Edzia zajada jabłko i ogląda swoją Ulicę Sezamkową.
Za nami nocka cudna, mała przespała ją całą, przed 6 chciała się napić, a potem spałyśmy do 9.30, więc ekstra, bo ostatnio wiecznie byłam nie wyspana. Mała też chyba przez brak snu była taka marudna, a dzisiaj jest znowu moją kochaną uśmiechniętą z rana Myszką
Wypiję kawkę i zabieram się za ogarnięcie pokoju, czekają mnie ścieranie kurzy, podłogi i dywan. A potem pewnie będę rozwiązywać testy. Buczku pytałaś się o egzamin - w poniedziałek mam najpierw teorię, a potem plac i miasto. Mam nadzieję, że jakoś to będzie. Na jutro i piątek jestem umówiona na jazdy, wykupiłam sobie, bo cały miesiąc nie jeździłam i mam małego stracha.

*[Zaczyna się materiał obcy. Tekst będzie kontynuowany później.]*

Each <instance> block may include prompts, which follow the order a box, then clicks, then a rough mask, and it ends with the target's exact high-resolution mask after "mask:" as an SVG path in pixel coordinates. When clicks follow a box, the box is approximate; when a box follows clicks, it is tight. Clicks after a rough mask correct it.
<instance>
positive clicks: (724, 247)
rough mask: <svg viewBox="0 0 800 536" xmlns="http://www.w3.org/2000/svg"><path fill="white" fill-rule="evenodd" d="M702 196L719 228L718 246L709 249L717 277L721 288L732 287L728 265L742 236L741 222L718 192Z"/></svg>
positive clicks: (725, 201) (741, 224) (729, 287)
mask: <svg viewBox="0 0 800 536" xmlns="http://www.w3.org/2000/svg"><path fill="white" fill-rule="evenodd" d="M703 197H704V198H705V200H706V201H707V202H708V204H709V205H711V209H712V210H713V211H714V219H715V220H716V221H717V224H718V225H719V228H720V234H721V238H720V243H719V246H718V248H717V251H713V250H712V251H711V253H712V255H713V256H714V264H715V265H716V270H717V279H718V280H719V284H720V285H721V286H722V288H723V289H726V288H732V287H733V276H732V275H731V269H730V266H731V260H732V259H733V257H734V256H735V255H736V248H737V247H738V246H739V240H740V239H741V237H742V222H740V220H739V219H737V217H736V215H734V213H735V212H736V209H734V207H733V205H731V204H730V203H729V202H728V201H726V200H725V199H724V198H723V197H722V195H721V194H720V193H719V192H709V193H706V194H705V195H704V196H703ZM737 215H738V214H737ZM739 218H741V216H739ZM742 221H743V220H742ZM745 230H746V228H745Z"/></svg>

Paulina ładne te buty, to zdaje się są muszkieterki? No ładnie wyglądasz na tym zdjęcia, wyszczuplona i zadowolona - super! Dużo zdrówka dla Ciebie i Twojego partnera i udanego weekendu w powiększonym gronie.

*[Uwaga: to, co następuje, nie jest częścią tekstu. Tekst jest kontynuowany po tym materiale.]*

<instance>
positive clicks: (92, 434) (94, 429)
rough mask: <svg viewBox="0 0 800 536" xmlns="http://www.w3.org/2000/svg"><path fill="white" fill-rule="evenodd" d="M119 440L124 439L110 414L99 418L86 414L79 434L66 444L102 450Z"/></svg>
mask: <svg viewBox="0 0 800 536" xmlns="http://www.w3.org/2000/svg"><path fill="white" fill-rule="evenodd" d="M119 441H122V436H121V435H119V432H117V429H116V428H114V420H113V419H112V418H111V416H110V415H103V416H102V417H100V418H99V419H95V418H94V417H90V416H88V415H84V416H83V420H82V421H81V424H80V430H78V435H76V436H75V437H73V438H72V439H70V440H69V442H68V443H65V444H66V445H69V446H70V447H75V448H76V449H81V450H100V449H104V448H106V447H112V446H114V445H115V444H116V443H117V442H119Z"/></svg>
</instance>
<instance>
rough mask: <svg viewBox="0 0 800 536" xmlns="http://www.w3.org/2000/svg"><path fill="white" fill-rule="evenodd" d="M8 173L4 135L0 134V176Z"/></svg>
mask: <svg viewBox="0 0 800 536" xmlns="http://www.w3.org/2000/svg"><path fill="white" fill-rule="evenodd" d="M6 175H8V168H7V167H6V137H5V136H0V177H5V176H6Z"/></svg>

My nie mamy długiego weekendu, Darek w piątek idzie do roboty, ale nie ma tego złego, bo udało mu się załatwić na poniedziałek urlop i jedzie ze mną na egzamin, więc będzie mi raźniej, a jak nie zdam, to będzie się w kogo wtulić.
A wiecie, u nas też ostatnio super się układa, z Nowym Rokiem coraz lepiej, a w sypialni aż huczy!

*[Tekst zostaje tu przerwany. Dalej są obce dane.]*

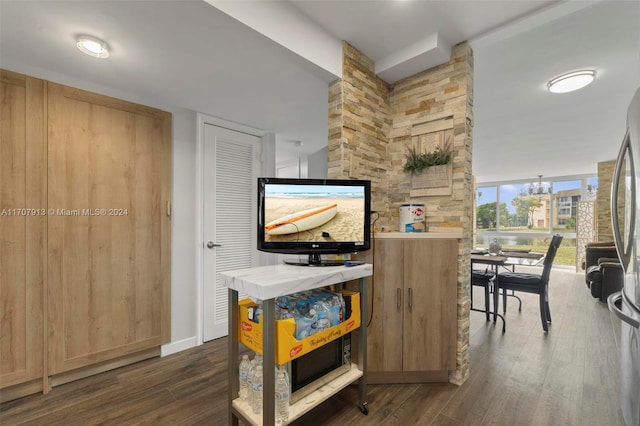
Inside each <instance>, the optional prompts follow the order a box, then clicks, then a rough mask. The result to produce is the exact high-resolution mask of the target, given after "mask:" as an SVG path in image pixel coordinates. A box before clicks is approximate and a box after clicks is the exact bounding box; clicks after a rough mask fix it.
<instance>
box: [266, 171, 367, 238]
mask: <svg viewBox="0 0 640 426" xmlns="http://www.w3.org/2000/svg"><path fill="white" fill-rule="evenodd" d="M364 192H365V189H364V187H361V186H339V185H287V184H266V185H265V201H264V223H265V233H264V234H265V241H268V242H280V241H282V242H288V241H320V242H331V241H336V242H364V226H365V217H364V215H365V193H364Z"/></svg>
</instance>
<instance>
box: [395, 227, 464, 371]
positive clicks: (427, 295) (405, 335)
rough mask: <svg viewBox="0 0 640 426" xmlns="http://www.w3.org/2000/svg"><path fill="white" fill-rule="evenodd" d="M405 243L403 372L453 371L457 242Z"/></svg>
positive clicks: (442, 241) (411, 240)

Dziewczyny ale Wam fajnie z tymi nowymi domami, poddaszami... A ja chyba się w życiu nie doczekam jeszcze jednego pokoju. Wczoraj nawet pytałam się męża czy nie rozebrać już choinki, bo mała nie ma miejsca na zabawki, więc leżą...pod choinką. Marzy mi się pokój dla małej, mogłaby mieć tam swój bajzel, w razie gości zamknęłabym drzwi i po kłopocie.
No i wiadomo dopóki nie będziemy mieli jeszcze jednego pokoju to nie ma co myśleć nad rodzeństwem dla Edyty.